The Advantages of Joint Ventures

Properly chosen and implemented, joint ventures can be a great way for your small business to get in on opportunities (and profits) that otherwise you would miss out on. I like to think of them as diamonds on the beach. You see the diamonds lying on the sand but try as you might, you can't pick them up – until you team with someone else who knows the trick of scooping them up.
By teaming up with other people or businesses in a joint venture, you can:
  • extend your marketing reach
  • access needed information and resources
  • build credibility with a particular target market
  • access new markets that would be inaccessible without the partner
For instance, suppose you and five other potters form a joint venture to hold a Potter's Fair on a particular date. Because you pool your resources, you're able to do much more advertising and promotion than you would be able to go alone, bringing out crowds of customers for your joint event.

Joint Venture Definition
A joint venture is a strategic alliance where two or more people or companies agree to contribute goods, services and/or capital to a common commercial enterprise.
Sounds like a partnership, doesn’t it? But legally, joint ventures and partnerships are not the same thing.

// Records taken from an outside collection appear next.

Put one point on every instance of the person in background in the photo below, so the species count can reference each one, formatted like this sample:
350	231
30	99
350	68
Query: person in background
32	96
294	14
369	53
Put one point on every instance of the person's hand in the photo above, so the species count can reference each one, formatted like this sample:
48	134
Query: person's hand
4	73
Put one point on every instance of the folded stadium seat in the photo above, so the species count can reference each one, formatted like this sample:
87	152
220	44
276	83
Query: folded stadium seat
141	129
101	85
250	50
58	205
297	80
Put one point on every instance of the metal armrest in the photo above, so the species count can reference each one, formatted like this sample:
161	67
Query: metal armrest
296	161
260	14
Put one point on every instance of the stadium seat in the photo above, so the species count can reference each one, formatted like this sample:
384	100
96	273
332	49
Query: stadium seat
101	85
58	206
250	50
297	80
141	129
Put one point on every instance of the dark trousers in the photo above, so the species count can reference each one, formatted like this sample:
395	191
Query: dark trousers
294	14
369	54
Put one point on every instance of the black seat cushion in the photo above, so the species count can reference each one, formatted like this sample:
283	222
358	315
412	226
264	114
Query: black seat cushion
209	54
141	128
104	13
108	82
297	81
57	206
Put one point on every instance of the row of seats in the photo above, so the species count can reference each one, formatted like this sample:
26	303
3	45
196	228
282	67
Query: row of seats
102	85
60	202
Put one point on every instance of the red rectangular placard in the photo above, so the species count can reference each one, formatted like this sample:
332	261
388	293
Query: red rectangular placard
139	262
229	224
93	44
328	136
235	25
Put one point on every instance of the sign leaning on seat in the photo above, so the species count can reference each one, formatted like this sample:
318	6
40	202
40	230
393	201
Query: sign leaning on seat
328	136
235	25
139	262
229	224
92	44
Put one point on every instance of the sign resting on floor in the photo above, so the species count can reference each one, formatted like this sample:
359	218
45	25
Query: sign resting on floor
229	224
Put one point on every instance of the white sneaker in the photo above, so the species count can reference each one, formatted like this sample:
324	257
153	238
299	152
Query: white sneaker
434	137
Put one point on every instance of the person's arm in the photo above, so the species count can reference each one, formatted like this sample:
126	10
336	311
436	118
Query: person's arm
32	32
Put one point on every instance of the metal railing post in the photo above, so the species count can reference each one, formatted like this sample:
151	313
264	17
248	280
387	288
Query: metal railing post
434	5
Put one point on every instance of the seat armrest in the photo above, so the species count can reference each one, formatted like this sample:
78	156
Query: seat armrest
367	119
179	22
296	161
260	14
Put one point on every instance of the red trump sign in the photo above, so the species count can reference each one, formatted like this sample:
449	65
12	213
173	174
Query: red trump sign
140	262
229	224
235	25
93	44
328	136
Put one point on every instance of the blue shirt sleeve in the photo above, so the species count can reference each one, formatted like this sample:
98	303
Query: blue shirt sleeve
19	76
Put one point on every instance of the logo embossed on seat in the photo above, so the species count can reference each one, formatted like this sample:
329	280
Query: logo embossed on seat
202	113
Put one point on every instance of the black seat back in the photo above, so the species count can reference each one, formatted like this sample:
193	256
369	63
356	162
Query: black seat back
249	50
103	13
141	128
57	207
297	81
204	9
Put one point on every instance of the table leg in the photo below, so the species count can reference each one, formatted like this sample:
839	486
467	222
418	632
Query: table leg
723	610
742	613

Joint Ventures versus Partnerships
The main difference between a joint venture and a partnership is that the members of a joint venture have teamed together for a particular purpose or project, while the members of a partnership have joined together to run "a business in common".
Each member of the joint venture retains ownership of his or her property.

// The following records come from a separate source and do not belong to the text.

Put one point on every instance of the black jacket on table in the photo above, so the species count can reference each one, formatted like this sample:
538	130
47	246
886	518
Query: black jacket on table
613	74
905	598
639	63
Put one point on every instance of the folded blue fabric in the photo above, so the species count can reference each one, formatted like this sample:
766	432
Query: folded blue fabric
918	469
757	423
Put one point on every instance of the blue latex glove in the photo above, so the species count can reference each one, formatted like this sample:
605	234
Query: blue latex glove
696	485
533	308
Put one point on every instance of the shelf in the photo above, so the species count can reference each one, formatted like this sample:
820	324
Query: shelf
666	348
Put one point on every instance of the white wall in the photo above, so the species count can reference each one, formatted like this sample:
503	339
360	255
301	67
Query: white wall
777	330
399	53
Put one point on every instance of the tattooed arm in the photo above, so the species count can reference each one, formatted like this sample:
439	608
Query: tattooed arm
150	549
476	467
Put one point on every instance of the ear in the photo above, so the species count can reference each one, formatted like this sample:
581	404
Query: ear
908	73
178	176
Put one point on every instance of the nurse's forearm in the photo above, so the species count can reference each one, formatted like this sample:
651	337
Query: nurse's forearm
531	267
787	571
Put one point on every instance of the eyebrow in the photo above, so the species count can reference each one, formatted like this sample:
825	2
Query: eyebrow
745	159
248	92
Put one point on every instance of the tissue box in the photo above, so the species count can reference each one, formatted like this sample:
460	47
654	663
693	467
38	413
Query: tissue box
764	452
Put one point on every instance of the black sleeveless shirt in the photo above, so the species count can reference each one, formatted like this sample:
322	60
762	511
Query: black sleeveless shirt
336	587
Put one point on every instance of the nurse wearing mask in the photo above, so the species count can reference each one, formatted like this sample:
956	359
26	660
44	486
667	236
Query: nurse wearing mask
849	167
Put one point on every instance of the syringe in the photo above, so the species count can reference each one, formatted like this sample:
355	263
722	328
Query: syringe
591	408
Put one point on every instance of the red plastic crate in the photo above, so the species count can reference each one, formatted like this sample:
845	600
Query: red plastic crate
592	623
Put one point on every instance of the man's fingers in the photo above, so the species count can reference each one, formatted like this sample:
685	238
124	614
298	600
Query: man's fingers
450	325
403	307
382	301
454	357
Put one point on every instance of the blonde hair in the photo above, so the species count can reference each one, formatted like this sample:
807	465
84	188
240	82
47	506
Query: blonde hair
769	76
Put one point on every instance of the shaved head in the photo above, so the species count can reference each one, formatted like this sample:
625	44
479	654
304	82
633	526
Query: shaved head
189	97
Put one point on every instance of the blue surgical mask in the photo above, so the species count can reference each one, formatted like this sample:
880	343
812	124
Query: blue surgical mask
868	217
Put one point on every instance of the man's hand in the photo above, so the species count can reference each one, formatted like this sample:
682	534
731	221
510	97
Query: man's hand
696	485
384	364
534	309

And each member of the joint venture shares only the expenses of the particular project or venture.
Tax-wise, there are also differences between joint ventures and partnerships. As a member of a joint venture, you will receive a share of the profits which will be taxed according to whatever business structure you have set up. So, for instance, if you operate a sole proprietorship, your joint venture profits will be taxed just as any other business income would.

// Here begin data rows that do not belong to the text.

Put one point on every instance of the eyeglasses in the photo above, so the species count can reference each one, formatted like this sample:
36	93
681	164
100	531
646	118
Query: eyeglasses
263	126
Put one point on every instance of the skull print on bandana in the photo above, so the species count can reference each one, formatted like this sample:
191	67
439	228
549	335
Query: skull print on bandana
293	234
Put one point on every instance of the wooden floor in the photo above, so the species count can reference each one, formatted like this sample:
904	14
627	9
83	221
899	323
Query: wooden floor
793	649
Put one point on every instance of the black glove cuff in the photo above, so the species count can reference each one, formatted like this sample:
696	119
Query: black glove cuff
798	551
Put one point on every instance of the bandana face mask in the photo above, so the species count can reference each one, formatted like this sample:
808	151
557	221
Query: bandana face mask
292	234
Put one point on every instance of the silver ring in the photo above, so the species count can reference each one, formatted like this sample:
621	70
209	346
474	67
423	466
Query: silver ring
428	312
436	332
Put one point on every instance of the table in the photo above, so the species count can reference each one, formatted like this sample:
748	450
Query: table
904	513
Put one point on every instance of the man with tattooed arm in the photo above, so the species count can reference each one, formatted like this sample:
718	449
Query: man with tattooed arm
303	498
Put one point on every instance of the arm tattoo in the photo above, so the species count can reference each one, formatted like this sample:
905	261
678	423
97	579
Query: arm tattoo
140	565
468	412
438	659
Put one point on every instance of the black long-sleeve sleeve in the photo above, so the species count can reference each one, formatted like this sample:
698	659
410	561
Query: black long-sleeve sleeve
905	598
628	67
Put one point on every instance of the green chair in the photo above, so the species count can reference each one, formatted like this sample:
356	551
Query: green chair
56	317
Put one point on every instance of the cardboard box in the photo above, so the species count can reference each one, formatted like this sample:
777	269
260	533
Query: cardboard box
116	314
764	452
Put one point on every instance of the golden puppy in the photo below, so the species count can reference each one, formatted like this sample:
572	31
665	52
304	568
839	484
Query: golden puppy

Joint ventures enjoy tax advantages over partnerships, too. Capital Cost Allowance (CCA) is treated differently. While those in partnerships have to claim CCA according to partnership rules, those in joint ventures can choose to use as much or little of their CCA claim as they like.
And joint ventures don’t have to file information returns, unlike partnerships.

How to Get a Joint Venture Started
  • The first step to creating a joint venture is to set your goals and decide what you want your joint venture to do. If you need help getting started with this, look at the four things a joint venture can do that I've listed at the beginning of this article, pick one, and then develop a goal that is as specific as possible.
  • Then it's time to look for the like-minded - people or firms that might be interested in the same goal or goals you want to pursue. Look in the business groups you already belong to, both in person and virtually. Use your social networking connections. Study business listings in the phone book or on Web sites to find those that might share your goals.
  • And be open to being asked. Once you start talking to other people about what you might do together, a joint venture idea you haven’t even thought of might pop up - one with a lot of potential.
  • Once you've found the people to share in a joint venture, be sure to have it all put into writing in a joint venture agreement. I strongly recommend hiring a legal professional to do this.
So instead of dismissing an opportunity as out of your reach, start thinking instead about how you could participate with a joint venture. Properly planned and executed, joint ventures can help your small business go where it's never been able to go before.